We hope this post helps clarify the actions we’re taking to help you stay safe on the Internet. We’ll continue to keep you updated and address your questions or concerns as the Heartbleed situation unfolds. As always, thanks for trusting your data in Dashlane.

  • Bruce Robertson

    Thanks for this update, Em, but could you get your guys to make Dashlane work on my older iMac again — it stopped about 6 months ago and hasn’t worked since. #FAIL

  • Aaron

    This is the important part –> “Without an accurate list of sites that were affected, we can’t intelligently alert you of the accounts whose passwords need updating.”

    Even if LastPass’s checker is inadequate from a security standpoint, on the surface it looks like they are handling things and Dashlane is dropping the ball. Write another blog post called “Why a Checker is the Wrong Solution” or something like that – don’t rely on people finding the above sentence buried in this blog post. This is a good time for Dashlane to shine, not to lose out because of PR issues. /soapbox

  • I’ve owned DashLane for almost a year. It comes with zero to inadequate instructions. I tried using it, and was locked out of almost all of my ‘important’ accounts. I have not been able to remove it, and lord knows I’ve tried. If DashLane would provide some instructions on how to use it, I’d sure give it a whirl, but as it is, it scares me. I’m 76. Slow, but not a complete dummy – have owned home computers since 1985. Can anyone help me?

    • Xavier Bernard

      Hello Paul,

      Thanks for contacting us about this issue!
      We are extremely sorry that you were locked out of your accounts using Dashlane.

      Could you please get in touch with our Support team using our contact form here in our Help Center so we can help you with this issue?

      It will be much easier than posting here! Thank you so much for your patience.

      Could you also include in your message if it happened after generating new passwords for your sites using Dashlane?
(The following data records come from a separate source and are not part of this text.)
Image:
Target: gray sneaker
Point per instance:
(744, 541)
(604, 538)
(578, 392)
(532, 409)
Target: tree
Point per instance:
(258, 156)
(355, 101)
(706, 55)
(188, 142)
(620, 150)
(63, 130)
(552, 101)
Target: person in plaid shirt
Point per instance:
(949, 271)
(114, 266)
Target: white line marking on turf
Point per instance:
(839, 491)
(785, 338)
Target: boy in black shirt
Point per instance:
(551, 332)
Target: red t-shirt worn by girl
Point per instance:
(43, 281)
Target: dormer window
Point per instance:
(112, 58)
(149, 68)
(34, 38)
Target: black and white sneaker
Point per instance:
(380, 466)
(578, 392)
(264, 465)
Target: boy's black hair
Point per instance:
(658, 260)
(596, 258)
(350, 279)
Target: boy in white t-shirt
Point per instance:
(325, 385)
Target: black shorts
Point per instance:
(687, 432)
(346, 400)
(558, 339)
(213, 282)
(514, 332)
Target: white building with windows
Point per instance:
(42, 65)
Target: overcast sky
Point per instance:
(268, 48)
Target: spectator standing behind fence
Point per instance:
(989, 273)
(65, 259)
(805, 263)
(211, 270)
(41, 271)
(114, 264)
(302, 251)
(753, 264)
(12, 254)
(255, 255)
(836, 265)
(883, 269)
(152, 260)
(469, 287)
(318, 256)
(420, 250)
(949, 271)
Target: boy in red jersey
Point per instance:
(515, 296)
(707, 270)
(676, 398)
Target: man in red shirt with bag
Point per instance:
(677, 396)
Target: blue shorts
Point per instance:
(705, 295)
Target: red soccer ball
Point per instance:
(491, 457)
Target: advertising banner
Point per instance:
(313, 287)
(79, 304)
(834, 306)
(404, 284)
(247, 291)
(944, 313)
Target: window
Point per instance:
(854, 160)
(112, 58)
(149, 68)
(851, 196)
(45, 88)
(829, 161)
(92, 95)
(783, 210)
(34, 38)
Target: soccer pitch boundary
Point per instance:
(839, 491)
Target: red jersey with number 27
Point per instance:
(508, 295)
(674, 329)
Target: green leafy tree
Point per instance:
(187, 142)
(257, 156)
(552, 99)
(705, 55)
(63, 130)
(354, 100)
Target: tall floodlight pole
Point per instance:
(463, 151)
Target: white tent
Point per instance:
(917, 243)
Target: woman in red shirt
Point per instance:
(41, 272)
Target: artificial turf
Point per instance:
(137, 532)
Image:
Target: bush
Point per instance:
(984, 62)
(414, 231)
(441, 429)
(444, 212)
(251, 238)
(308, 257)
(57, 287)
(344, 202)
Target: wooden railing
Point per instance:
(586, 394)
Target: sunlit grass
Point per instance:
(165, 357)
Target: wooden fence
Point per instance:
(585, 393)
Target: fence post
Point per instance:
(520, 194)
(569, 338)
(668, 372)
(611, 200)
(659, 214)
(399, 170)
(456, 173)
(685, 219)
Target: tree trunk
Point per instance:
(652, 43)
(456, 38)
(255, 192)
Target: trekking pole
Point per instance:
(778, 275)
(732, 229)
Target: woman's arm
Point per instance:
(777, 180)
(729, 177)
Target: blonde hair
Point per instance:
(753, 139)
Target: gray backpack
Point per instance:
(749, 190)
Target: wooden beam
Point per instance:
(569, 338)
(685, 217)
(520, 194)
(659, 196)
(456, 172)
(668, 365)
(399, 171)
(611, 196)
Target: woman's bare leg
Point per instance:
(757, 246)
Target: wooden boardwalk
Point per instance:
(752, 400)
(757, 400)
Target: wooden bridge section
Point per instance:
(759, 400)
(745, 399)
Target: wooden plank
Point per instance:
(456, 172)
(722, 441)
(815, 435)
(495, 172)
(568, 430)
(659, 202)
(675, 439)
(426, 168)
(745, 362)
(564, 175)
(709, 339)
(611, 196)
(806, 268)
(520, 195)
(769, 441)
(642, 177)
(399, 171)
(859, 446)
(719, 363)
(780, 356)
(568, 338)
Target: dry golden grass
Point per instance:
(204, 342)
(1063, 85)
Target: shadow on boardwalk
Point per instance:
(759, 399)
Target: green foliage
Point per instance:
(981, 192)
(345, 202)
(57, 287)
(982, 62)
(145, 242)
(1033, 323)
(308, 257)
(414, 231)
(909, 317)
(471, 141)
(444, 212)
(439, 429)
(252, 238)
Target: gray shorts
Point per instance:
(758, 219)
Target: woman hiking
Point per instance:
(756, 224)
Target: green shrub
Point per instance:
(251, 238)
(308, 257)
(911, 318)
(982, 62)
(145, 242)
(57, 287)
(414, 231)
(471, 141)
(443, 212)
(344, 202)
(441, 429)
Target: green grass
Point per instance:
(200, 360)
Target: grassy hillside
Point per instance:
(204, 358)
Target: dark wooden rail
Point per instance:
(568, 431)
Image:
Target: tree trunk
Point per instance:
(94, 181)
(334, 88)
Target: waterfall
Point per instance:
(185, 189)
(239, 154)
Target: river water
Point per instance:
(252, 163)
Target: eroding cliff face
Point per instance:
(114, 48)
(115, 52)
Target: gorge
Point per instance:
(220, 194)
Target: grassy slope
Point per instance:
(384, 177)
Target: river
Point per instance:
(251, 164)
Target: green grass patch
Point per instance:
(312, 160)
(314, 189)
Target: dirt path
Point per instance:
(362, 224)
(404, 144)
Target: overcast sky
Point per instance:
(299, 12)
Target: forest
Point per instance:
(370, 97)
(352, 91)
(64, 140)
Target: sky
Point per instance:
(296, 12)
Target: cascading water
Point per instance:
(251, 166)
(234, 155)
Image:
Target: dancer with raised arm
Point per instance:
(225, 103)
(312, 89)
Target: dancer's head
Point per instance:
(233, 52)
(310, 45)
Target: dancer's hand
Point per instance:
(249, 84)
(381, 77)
      Looking forward to your message.
      Best regards

      Xavier
      Dashlane Support

  • Martin Cowley

    Telling everyone to change every password they own twice seems overkill given many sites weren’t affected by Heartbleed, and others are affected but not yet patched. Surely the Dashlane security dashboard should be helping users through this; letting them know for which sites they should change their password due to Heartbleed being patched, and when exactly they should do it. The mechanism’s already in Dashlane for compromised sites, and I’d imagine this would draw a lot of positive attention to the tool.

  • James Cameron

    Telling everyone to change every password they own twice seems overkill given many sites weren’t affected by Heartbleed, and others are affected but not yet patched.

    —-

    I think you should re-read the post . . . in any event, this issue, if nothing else, might serve to nudge a lot of people out of their comfort zone . . . there are a lot users who are extraordinarily causal about their online security. Personally, I found the DL advice prudent – better safe than sorry – and their password generation system exactly what is required for this type of problem.

  • Norton sent me an email that said that I could use it to check if any of my high value websites are impacted by Heartbleed. I checked and was told that none were affected. Thoughts.